Amid a spate of recent attacks targeting LGBTQ communities in the United States, advocates say the government must do more to protect vulnerable citizens.

Late last month, a man opened fire at a gay and lesbian nightclub in Colorado, killing five people and injuring at least 17 others. The suspect has been charged with hate crimes, murder and assault.

Right-wing demonstrators have also increasingly targeted drag shows during a year in which President Joe Biden has warned of rising violence against LGBTQ communities.

Days after the Colorado shooting, the Department of Homeland Security issued a bulletin highlighting the risk of terrorism against LGBTQ citizens and other marginalised groups, noting that “lone offenders and small groups motivated by a range of ideological beliefs and/or personal grievances continue to pose a persistent and lethal threat”.

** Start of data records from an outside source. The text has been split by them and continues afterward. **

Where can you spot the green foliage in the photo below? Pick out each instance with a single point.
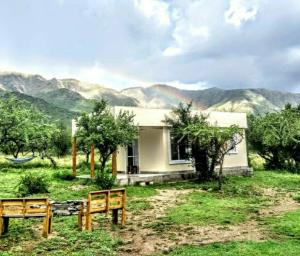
(64, 175)
(208, 144)
(286, 224)
(33, 184)
(22, 239)
(201, 208)
(105, 179)
(24, 129)
(61, 140)
(276, 138)
(105, 131)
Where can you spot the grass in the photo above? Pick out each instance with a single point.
(67, 240)
(239, 200)
(287, 224)
(251, 248)
(202, 208)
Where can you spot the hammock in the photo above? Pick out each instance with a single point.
(19, 160)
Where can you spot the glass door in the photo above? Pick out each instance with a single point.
(133, 157)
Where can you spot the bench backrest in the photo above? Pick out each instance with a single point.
(24, 207)
(105, 200)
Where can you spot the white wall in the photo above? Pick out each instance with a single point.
(154, 153)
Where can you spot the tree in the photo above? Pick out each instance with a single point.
(24, 129)
(61, 140)
(208, 144)
(105, 130)
(218, 141)
(180, 118)
(276, 137)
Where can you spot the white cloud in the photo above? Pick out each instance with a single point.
(154, 9)
(240, 11)
(188, 86)
(294, 54)
(172, 51)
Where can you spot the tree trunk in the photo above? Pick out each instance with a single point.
(51, 160)
(201, 164)
(220, 177)
(87, 157)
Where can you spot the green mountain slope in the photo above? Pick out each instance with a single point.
(67, 99)
(55, 113)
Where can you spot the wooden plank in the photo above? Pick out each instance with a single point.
(74, 156)
(12, 203)
(92, 162)
(114, 163)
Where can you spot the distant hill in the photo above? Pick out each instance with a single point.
(55, 113)
(67, 99)
(70, 94)
(236, 100)
(77, 96)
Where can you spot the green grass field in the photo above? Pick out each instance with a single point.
(199, 206)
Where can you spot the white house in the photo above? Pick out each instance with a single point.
(154, 151)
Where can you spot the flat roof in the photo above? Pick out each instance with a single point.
(156, 117)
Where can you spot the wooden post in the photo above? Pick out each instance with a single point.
(5, 224)
(115, 216)
(92, 161)
(74, 155)
(114, 164)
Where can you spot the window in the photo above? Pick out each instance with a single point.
(179, 151)
(232, 144)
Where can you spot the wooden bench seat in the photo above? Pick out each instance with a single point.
(102, 202)
(25, 208)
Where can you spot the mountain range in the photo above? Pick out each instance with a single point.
(70, 96)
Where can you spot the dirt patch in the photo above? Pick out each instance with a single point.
(140, 238)
(280, 205)
(77, 187)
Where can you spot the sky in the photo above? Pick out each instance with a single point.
(190, 44)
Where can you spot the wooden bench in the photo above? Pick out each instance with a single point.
(102, 202)
(25, 208)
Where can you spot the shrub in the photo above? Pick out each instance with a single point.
(33, 184)
(64, 175)
(105, 179)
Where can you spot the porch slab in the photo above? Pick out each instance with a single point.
(131, 179)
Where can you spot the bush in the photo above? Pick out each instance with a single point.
(64, 175)
(33, 184)
(105, 179)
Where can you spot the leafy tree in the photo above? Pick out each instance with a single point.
(61, 140)
(218, 141)
(208, 144)
(105, 130)
(276, 137)
(24, 129)
(180, 118)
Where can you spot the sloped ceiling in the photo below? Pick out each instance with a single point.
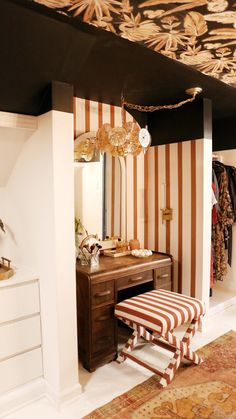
(42, 44)
(199, 33)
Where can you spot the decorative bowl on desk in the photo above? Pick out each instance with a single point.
(141, 253)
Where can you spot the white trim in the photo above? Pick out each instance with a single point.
(14, 120)
(21, 396)
(62, 398)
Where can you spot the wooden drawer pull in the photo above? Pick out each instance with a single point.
(135, 279)
(103, 318)
(103, 293)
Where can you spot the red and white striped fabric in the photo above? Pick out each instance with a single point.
(159, 310)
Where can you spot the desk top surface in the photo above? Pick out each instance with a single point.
(109, 264)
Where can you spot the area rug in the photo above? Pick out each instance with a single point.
(197, 391)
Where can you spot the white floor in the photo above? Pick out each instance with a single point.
(112, 379)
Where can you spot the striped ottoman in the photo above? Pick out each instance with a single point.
(154, 316)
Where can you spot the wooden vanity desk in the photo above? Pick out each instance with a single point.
(100, 288)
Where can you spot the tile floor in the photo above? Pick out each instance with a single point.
(111, 380)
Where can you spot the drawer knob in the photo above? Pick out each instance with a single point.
(103, 293)
(103, 318)
(135, 279)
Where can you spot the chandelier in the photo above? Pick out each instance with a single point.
(129, 139)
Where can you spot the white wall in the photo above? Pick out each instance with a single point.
(39, 214)
(229, 158)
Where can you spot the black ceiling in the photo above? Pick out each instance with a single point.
(39, 45)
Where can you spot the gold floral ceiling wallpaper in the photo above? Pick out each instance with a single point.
(199, 33)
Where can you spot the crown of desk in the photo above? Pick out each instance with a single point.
(98, 290)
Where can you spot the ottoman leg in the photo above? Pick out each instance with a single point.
(129, 346)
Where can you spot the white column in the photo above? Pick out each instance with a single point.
(40, 214)
(203, 236)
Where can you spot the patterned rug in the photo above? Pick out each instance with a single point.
(197, 392)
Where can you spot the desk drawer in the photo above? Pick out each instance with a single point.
(103, 329)
(131, 280)
(163, 278)
(102, 293)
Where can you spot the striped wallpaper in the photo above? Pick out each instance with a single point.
(137, 188)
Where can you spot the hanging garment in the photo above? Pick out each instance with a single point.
(225, 218)
(231, 172)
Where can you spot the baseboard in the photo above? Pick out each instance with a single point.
(223, 305)
(21, 396)
(60, 399)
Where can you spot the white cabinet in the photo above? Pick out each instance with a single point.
(20, 331)
(19, 301)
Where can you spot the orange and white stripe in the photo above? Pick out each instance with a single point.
(168, 175)
(161, 311)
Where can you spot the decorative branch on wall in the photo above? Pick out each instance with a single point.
(199, 33)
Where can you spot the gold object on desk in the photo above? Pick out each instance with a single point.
(5, 270)
(115, 254)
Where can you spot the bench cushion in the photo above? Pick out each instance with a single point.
(159, 310)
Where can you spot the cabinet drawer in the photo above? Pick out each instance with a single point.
(20, 369)
(131, 280)
(103, 329)
(163, 278)
(19, 336)
(19, 301)
(102, 293)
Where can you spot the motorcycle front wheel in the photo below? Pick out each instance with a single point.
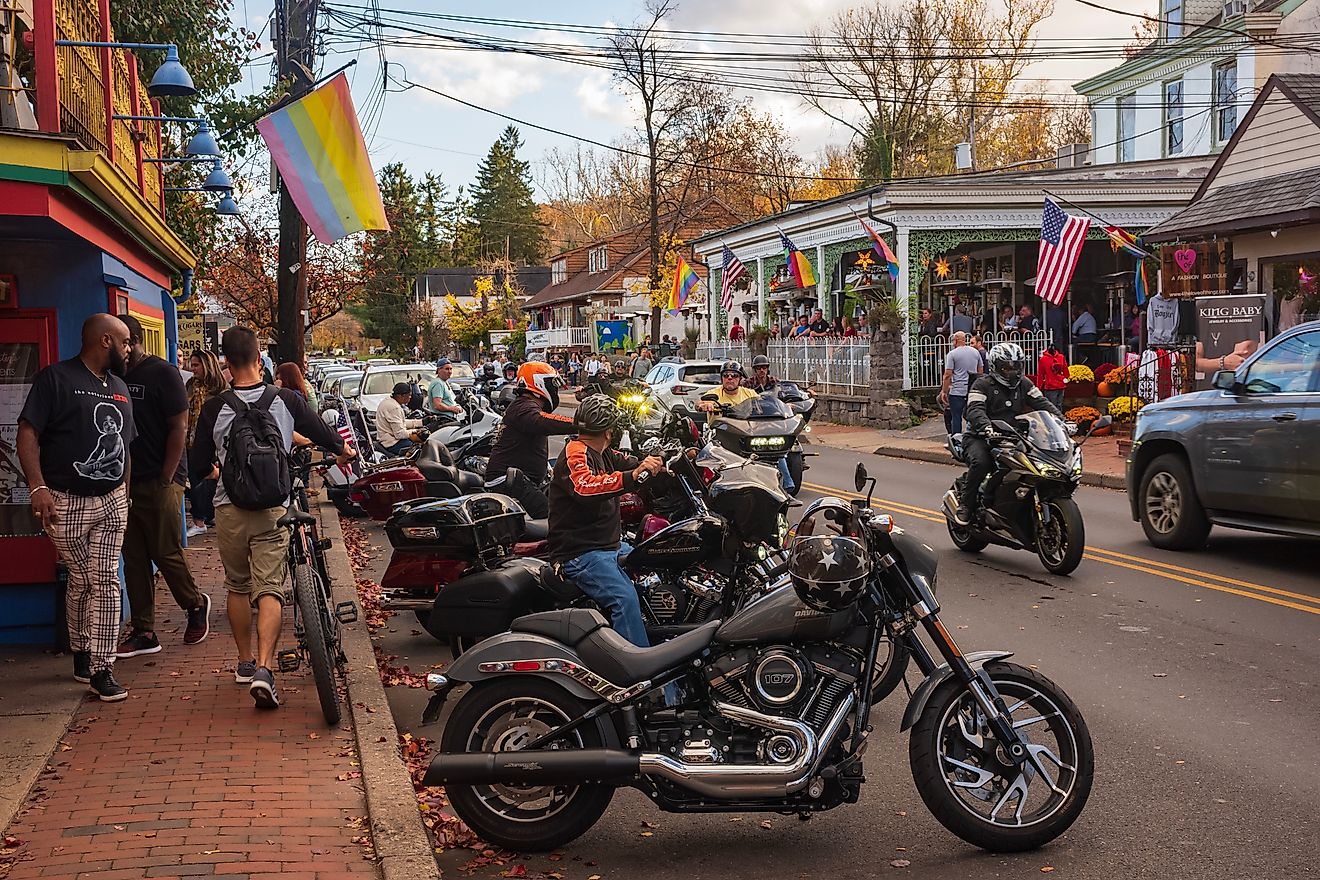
(968, 781)
(1061, 541)
(502, 717)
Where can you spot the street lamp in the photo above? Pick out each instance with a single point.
(169, 81)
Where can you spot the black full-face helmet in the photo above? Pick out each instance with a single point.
(829, 560)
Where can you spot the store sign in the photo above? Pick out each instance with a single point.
(19, 363)
(1196, 269)
(1229, 327)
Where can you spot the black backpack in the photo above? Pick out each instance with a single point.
(256, 463)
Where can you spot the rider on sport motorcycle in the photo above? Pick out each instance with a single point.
(997, 396)
(522, 442)
(584, 529)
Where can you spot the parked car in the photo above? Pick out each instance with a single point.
(1240, 455)
(677, 387)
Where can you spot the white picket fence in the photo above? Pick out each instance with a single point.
(832, 366)
(928, 354)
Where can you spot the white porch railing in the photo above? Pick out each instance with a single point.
(833, 366)
(928, 354)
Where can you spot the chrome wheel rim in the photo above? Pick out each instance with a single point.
(978, 773)
(508, 727)
(1163, 503)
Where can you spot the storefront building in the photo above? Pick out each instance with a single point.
(82, 230)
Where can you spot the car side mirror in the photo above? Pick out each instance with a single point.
(1224, 380)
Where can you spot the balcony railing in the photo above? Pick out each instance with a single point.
(81, 89)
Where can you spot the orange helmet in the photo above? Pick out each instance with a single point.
(540, 379)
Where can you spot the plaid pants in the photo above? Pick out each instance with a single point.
(89, 537)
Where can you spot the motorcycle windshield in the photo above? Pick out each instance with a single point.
(1046, 433)
(766, 405)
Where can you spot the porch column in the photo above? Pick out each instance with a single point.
(902, 296)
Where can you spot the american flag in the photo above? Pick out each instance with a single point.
(734, 269)
(1061, 236)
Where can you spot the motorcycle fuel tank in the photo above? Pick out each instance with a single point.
(679, 545)
(782, 616)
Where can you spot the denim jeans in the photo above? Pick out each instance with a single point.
(597, 573)
(786, 476)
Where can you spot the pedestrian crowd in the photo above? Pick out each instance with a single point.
(112, 440)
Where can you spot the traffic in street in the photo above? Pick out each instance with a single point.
(1195, 673)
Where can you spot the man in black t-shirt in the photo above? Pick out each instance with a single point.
(73, 445)
(155, 519)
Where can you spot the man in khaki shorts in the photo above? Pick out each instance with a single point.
(252, 546)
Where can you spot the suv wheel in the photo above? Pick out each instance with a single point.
(1171, 515)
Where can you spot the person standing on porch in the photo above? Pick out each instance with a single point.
(155, 523)
(74, 432)
(960, 366)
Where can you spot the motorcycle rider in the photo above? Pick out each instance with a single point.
(584, 529)
(522, 437)
(760, 379)
(1001, 395)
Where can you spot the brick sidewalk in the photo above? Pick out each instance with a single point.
(185, 779)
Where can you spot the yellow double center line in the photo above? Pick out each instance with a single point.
(1167, 570)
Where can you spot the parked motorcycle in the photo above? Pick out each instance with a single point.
(1036, 471)
(764, 426)
(774, 717)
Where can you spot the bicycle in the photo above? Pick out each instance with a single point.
(314, 624)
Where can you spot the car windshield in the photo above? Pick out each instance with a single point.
(1044, 432)
(384, 380)
(762, 407)
(701, 375)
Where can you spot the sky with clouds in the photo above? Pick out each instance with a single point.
(430, 133)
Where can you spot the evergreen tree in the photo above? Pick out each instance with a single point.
(503, 206)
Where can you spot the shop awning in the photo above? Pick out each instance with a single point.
(1267, 203)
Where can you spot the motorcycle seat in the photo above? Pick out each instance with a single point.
(568, 627)
(621, 662)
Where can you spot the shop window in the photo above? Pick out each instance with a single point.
(1174, 118)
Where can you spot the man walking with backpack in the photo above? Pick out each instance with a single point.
(250, 430)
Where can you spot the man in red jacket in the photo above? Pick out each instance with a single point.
(1052, 375)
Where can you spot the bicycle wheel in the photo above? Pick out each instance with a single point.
(312, 607)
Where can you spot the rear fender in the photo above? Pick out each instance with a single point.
(519, 645)
(922, 695)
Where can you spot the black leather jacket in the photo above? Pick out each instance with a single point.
(988, 401)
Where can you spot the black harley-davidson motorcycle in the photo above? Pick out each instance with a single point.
(1036, 471)
(774, 717)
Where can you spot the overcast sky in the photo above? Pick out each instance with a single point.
(430, 133)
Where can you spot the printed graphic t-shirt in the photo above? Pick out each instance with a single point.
(83, 428)
(157, 392)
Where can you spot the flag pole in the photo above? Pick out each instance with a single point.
(1146, 253)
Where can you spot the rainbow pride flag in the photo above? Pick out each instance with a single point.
(317, 145)
(882, 250)
(797, 263)
(684, 282)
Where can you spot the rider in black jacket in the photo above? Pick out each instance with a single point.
(522, 441)
(999, 395)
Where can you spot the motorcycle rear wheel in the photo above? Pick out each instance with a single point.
(970, 786)
(498, 717)
(1060, 549)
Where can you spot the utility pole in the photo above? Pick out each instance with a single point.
(296, 56)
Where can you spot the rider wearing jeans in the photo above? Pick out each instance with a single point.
(584, 529)
(1003, 393)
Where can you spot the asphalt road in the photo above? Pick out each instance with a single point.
(1196, 674)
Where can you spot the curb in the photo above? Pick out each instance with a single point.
(941, 457)
(401, 842)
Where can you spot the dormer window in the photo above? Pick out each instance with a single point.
(1172, 19)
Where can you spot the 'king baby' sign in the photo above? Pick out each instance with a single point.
(1199, 269)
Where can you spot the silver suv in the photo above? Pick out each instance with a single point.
(1241, 455)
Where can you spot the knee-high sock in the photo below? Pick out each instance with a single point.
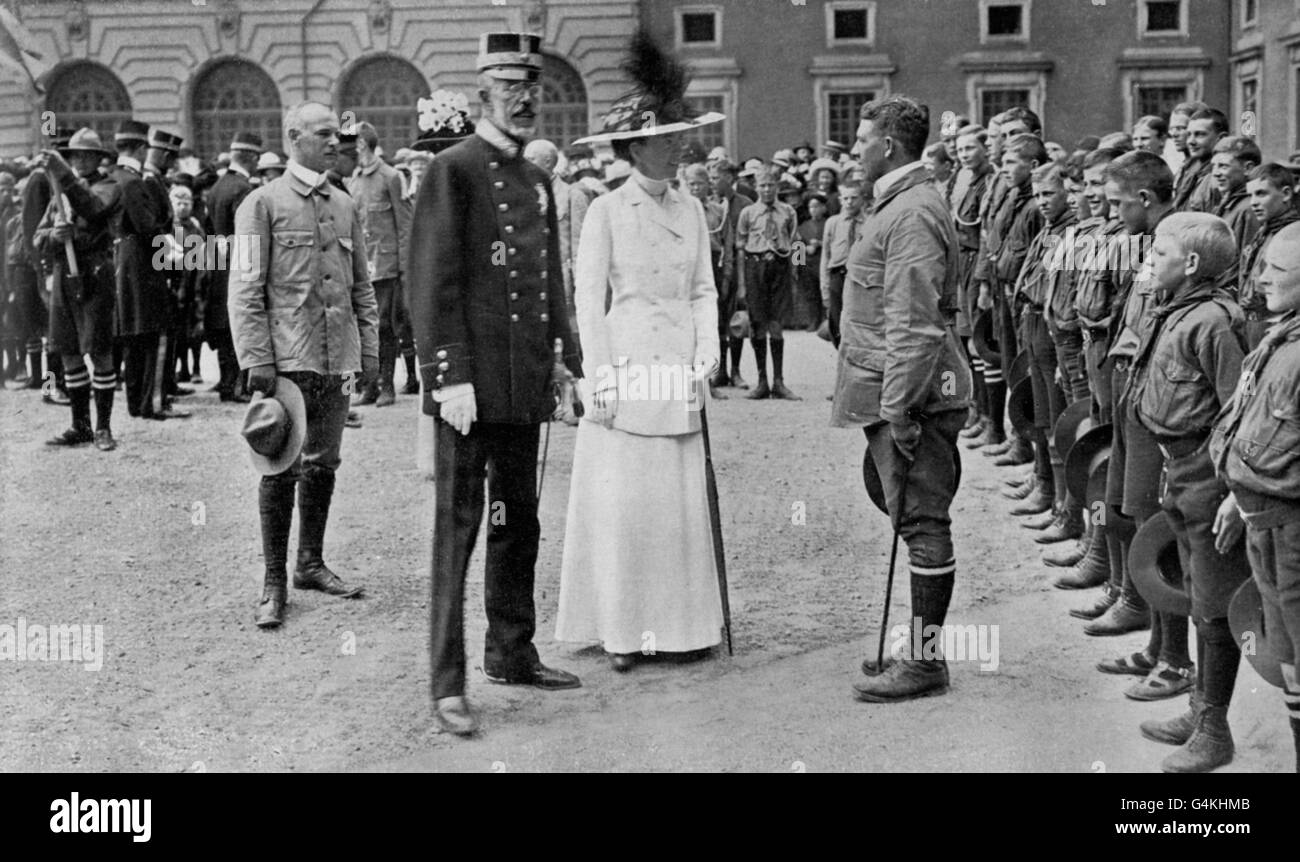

But while this acknowledgement is a step in the right direction, rights groups say, it is not enough.

“We are living in a time where there is this rising threat of violence from extreme far-right groups across the spectrum of marginalised communities. It’s frightening, but it’s not surprising, unfortunately,” Laurel Powell, a spokesperson for the Human Rights Campaign, a Washington-based LGBTQ+ advocacy group, told Al Jazeera.

“The epidemic of hate against the LGBTQ+ community can’t be separated from the fight against gun violence,” Powell said. “They’re inextricably linked.”

This month, several events across the US featuring drag artists, including a children’s storytime event in Ohio and a performance in Texas, were cancelled amid threats from right-wing individuals.